We are in receipt of your December 21, 2005 request for an advisory opinion concerning the application of the Freedom of Information Law to requests for records relating to your child and other students, made to the Marcellus School District. Your request, for copies of correspondence between one group of parents and District was denied, despite your joint request with parents of all but one of the students involved. We are in agreement with the District’s denial of your request and offer the following comments in that regard.

By way of background, as a general matter, the Freedom of Information Law is based upon a presumption of access. Stated differently, all records of an agency are available, except to the extent that records or portions thereof fall within one or more grounds for denial appearing in §87(2)(a) through (i) of the Law.
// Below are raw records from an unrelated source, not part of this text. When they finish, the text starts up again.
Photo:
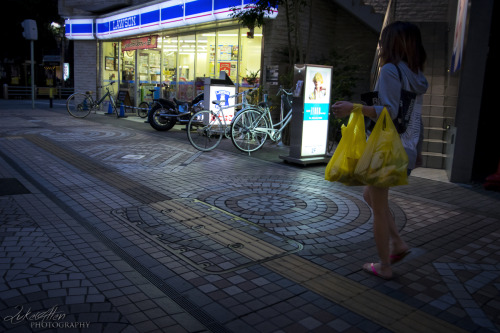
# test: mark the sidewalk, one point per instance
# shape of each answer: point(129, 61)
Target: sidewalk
point(107, 225)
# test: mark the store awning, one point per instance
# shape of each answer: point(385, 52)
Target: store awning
point(160, 16)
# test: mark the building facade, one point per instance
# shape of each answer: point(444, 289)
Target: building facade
point(175, 44)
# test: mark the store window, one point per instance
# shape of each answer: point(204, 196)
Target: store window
point(148, 67)
point(250, 59)
point(203, 65)
point(127, 82)
point(109, 62)
point(226, 53)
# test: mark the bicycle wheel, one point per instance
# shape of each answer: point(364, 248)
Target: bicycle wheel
point(249, 130)
point(159, 122)
point(143, 109)
point(205, 130)
point(79, 105)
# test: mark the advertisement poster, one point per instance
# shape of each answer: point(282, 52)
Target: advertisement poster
point(223, 94)
point(317, 88)
point(225, 66)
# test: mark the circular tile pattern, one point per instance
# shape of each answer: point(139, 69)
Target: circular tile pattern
point(323, 218)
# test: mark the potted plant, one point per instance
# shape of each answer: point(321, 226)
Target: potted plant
point(250, 17)
point(252, 77)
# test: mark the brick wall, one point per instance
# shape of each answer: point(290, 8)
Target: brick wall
point(332, 28)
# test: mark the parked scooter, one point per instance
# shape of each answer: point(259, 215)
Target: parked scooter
point(164, 114)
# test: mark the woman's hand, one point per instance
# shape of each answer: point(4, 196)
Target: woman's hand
point(342, 109)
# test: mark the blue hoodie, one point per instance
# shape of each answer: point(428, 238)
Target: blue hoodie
point(389, 90)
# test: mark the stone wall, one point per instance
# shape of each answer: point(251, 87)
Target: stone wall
point(332, 28)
Relevant is the first ground for denial, §87(2)(a), which pertains to records that "are specifically exempted from disclosure by state or federal statute." One such statute is the federal Family Educational Rights and Privacy Act ("FERPA", 20 USC §1232g). The focal point of FERPA is the protection of privacy of students. It provides, in general, that any "education record", a term that is broadly defined, that is personally identifiable to a particular student or students is confidential, unless the parents of students under the age of eighteen waive the right to confidentiality, or unless a student eighteen years or over similarly waives his or her right to confidentiality. The regulations promulgated under FERPA define the phrase "personally identifiable information" to include:

"(a)The student's name;
(b)The name of the student's parents or other family
(c)The address of the student or student's family;
(d)A personal identifier, such as the student's social security number or student number;
(e)A list of personal characteristics that would make the student's identity easily traceable; or
(f)Other information that would make the student's identity easily traceable" (34 CFR § 99.3).

Based upon the foregoing, references to students' names, parents’ names, or other aspects of records that would make a student's identity easily traceable must in our view be withheld in order to comply with federal law unless, in the context of the facts presented, the parents of all the identifiable students waive confidentiality.

Consequently, insofar as the records you describe are communications between parents and the District that would identify a student other than those of parents who have signed on to your joint request, it is our opinion that the District must withhold the records.
We hope this helps to clarify your understanding of the matter.